2014-04-08 von Georg Zippert 

So wie sich unser Land nach dem 2ten Weltkrieg verändert hat ( vom Wiederaufbau über das Wirtschaftswunder , die Teilung unseres Landes, die Rebellion der 68er, die Wiedervereinigung bis hin zur Europäischen Union) so hat sich sicher auch das Erscheinungsbild der SCHACHFREUNDE in seiner wechselvollen 75jährigen Geschichte gewandelt. Die Schwierigkeiten des Wiederaufbaus nach dem Kriege führten zu einem besonderen Zusammengehörigkeitsgefühl, der dem Verein zusätzlich zu dem Schachbetrieb auch eine große Geselligkeitskomponente gab, die zeitweilig sogar im Vordergrund stand. Das dies heute anders ist mögen besonders die älteren, langjährigen Mitglieder bedauern, wird aber besonders von der jüngeren Generation nicht vermisst. Nicht nur seit heute steht besonders der schachliche Erfolg und die sportlichen Perspektiven im Vordergrund bei der Wahl des Vereins. Die Zahl der langjährigen Mitglieder spricht dafür, dass die Vereinsvorstände den richtigen Weg gewählt haben. Mehr als 30(!) SCHACHFREUNDE sind länger als 25 Jahre bei uns, runde 20 gar mehr als 40 Jahre und im vergangenen Jahr feierte der 10te Schachfreund sein 50jähriges Jubiläum.

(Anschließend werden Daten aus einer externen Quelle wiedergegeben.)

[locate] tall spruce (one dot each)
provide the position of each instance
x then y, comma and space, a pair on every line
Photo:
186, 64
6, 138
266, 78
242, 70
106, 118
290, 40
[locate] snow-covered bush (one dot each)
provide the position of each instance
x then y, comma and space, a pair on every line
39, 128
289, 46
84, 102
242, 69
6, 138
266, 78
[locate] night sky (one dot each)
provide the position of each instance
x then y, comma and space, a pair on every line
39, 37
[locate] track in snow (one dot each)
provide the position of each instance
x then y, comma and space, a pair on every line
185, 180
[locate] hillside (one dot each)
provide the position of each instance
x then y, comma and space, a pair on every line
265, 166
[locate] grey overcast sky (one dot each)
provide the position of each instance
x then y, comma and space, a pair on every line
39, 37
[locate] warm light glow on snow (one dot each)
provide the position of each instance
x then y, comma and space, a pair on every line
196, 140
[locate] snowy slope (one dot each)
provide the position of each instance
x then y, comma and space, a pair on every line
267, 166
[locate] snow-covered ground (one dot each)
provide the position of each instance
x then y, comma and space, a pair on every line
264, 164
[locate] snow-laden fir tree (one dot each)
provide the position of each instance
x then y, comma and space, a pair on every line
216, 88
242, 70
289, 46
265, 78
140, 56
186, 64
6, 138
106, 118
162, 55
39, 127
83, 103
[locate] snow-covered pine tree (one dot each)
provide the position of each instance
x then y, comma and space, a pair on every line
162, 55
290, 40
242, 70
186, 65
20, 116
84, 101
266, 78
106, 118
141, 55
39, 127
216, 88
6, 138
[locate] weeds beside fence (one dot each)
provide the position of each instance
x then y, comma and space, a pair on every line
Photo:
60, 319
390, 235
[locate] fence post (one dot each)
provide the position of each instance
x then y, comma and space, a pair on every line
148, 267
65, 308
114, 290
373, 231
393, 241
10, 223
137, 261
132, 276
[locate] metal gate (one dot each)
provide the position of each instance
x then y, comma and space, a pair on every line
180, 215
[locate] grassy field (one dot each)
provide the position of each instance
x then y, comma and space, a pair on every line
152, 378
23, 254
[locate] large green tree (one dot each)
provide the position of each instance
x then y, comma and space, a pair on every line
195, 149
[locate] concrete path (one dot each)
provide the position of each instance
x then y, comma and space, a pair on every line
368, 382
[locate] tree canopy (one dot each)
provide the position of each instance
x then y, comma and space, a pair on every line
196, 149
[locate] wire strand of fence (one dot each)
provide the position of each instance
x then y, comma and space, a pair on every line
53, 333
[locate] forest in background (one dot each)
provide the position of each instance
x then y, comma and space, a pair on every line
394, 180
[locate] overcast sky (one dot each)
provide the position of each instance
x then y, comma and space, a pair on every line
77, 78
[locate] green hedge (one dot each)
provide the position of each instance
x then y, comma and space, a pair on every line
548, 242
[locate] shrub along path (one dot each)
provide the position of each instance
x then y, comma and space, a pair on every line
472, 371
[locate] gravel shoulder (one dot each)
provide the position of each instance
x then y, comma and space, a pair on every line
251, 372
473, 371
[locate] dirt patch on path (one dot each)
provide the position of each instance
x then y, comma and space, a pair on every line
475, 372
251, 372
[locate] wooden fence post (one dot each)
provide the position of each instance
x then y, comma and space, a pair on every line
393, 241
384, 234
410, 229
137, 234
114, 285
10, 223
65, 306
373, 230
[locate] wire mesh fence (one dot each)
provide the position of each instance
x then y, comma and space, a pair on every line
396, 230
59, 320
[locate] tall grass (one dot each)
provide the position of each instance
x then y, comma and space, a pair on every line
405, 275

Viele Schachfreunde, die den Verein nach dem Kriege wieder groß machten, sind nicht mehr unter uns und diese Zeitschrift soll nicht zuletzt an sie erinnern. Der jüngeren Generation, die jetzt die Vereinsführung übernommen hat, wünsche ich für die Zukunft die gleiche glückliche Hand , die Erwartungen der Vereinsmitglieder zu erfüllen, die ihre Vorgänger hatten.

Ich bin sicher, dass es Ihnen gelingen wird, unsere 2te Position in Hamburg , nach dem HSK - Deutschlands größtem Schachverein) zu halten und unser Image zu pflegen , das auf unserem guten Betriebsklima und dem Motto: „bei den Schachfreunden ist immer was los“ beruht.